I burnt out on them long ago...but I think it's good that the access is finally there for those who haven't.


----------



## iamwhatiseem (Feb 9, 2015)

TheGreatGatsby said:


> iamwhatiseem said:
> 
> 
> > I have been watching them...awesome.
> ...



It's been a few years since I saw any of them


----------



## TheGreatGatsby (Apr 2, 2015)

Seasons 6-11 recently added. All seasons on streaming now.


----------



## BlueGin (Apr 2, 2015)

Used to watch it with my mom back when it originally aired.

Much like The Big Bang Theory...the interaction of characters could be amusing ...but if I had to actually hang around any of them for long periods of time ... I would want to punch them in the face. Especially Hawkeye.

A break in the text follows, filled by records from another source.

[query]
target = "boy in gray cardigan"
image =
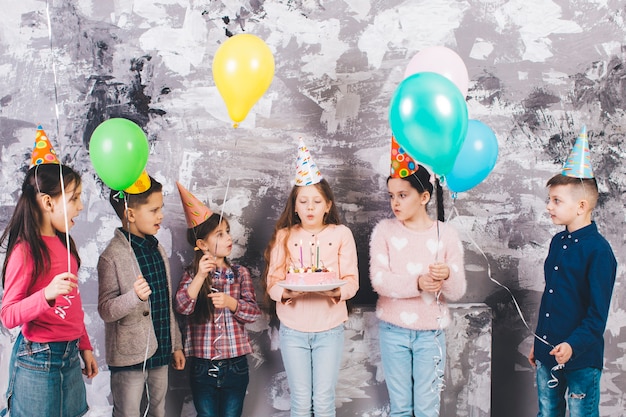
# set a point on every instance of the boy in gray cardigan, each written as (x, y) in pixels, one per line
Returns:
(142, 336)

Bunch of assholes individually.


----------



## TheGreatGatsby (Apr 3, 2015)

BlueGin said:


> Used to watch it with my mom back when it originally aired.
> 
> Much like The Big Bang Theory...the interaction of characters could be amusing ...but if I had to actually hang around any of them for long periods of time ... I would want to punch them in the face. Especially Hawkeye.
> 
> Bunch of assholes individually.



Interesting take. I always thought they screwed over the Trapper character by not developing him.


----------



## BlueGin (Apr 3, 2015)

TheGreatGatsby said:


> BlueGin said:
> 
> 
> > Used to watch it with my mom back when it originally aired.
> ...



Trapper was probably the one I liked the best...and probably for that reason.


----------



## Moonglow (Apr 3, 2015)

Th earlier shows were more like the movie, after Stevenson left along with Rogers and several other original members, I found it less entertaining...


----------



## TheGreatGatsby (Jul 25, 2016)

Took this quiz.

Got a 29 of 30.

The 'M.A.S.H' Characters Quiz


----------



## xband (Jul 25, 2016)

Loretta Swit was hot and one reason I watched it. The other reason was RADAR.


----------



## Unkotare (Jul 25, 2016)

xband said:


> Loretta Swit was hot and one reason I watched it. The other reason was RADAR.




Did you take a shot every time the camera showed his deformed hand?


----------



## Blackrook (Jul 28, 2016)

One thing I like about MASH is its accurate and respectful portrayal of a Catholic priest character and Catholicism in general.  Most Hollywood comedies that portray Catholics do so from a hostile vantage point, so the humor tends to be more nasty than funny, and usually not true to life.


----------



## TheGreatGatsby (Aug 21, 2016)

MASH removed a few months back; sucks.


----------